Ghana, Negara Mayoritas Kristen Itu Berpeluang Besar Dipimpin Presiden Muslim Pertama
Ghana adalah negara dengan penduduk mayoritas Kristen.
REPUBLIKA.CO.ID, ACCRA -- Seorang kandidat Muslim berpeluang besar untuk menjadi presiden Ghana untuk pertama kalinya sejak negara itu mendeklarasikan kemerdekaannya pada 1957.
Jajak pendapat terbaru menunjukkan wakil presiden saat ini, Mahamudu Bawumia, unggul tipis atas mantan presiden John Dramani Mahama saat negara tersebut akan melakukan pemilihan umum pada 7 Desember mendatang.
Negara berpenduduk 34 juta jiwa ini, di mana 73 persen penduduknya beragama Kristen, hanya pernah memilih presiden beragama Kristen. Tidak ada kandidat Muslim yang mewakili partai besar, baik itu Partai Patriotik Baru (NPP) dari Bawumia, yang saat ini berkuasa, maupun Kongres Demokratik Nasional (NDC) dari Mahama.
Berjuang dalam ekonomi yang terpuruk, banyak orang Ghana, tanpa memandang latar belakang agama, akan memilih orang yang mereka harapkan dapat meningkatkan infrastruktur mereka, meningkatkan lapangan kerja bagi kaum muda, dan menyelesaikan tantangan yang ditimbulkan oleh meningkatnya biaya hidup dan melemahnya nilai tukar mata uang.

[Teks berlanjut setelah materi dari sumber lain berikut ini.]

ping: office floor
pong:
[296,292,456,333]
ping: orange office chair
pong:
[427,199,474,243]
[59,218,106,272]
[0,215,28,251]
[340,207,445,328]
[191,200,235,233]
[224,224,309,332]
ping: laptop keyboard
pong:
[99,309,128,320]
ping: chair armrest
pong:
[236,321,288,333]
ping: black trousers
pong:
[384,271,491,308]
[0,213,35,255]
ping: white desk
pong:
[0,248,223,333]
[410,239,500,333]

"Saya tidak punya uang untuk makan. Saya hanya makan sekali. ... Saya makan sekali sehari karena ekonomi, jadi saya harus menabung agar besok bisa makan," ujar Faiza, seorang ibu dari dua anak, kepada BBC mengenai realitas yang mempengaruhi keputusannya untuk memilih.
Namun bagi sebagian warga Ghana, termasuk umat Kristen, iman seorang kandidat lebih penting daripada kredensial politik mereka.

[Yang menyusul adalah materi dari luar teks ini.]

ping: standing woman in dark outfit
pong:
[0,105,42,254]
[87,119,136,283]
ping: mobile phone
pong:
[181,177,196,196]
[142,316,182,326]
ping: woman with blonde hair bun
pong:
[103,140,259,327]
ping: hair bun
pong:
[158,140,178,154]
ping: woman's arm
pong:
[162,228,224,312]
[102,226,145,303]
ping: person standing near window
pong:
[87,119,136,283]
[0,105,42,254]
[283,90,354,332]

"Kami mengatakan bahwa orang-orang yang dapat, dan yang akan membuat kita mengalami 'Afrika yang Tuhan inginkan' adalah orang-orang yang seperti Kristus - yang menjalani gaya hidup kesalehan dengan integritas di setiap bidang usaha manusia," tulis Jude Hama, mantan CEO Scripture Union Ghana, untuk sebuah koran mingguan lokal pada Oktober.
BACA JUGA: Mengapa Stabilitas Suriah Penting dan Jangan Sampai Jatuh di Tangan Pemberontak?
Perekonomian Ghana telah tersendat-sendat selama beberapa tahun. Dari 2019 hingga 2022, persentase utang publiknya terhadap PDB meningkat dari 63 persen menjadi 93 persen, sementara pada satu titik, inflasi melonjak menjadi 54 persen.
Sementara masyarakat Ghana mengkritik pemerintah NPP saat ini karena kesengsaraan ekonomi negara, beberapa orang memujinya karena berinvestasi dalam layanan sosial, seperti menggratiskan sekolah menengah.
Banyak orang Ghana juga mengaitkan pemerintahan Mahama, yang berlangsung dari 2012 hingga 2017, dengan krisis listrik yang signifikan yang menyebabkan beberapa bagian negara ini mengalami pemadaman listrik secara teratur.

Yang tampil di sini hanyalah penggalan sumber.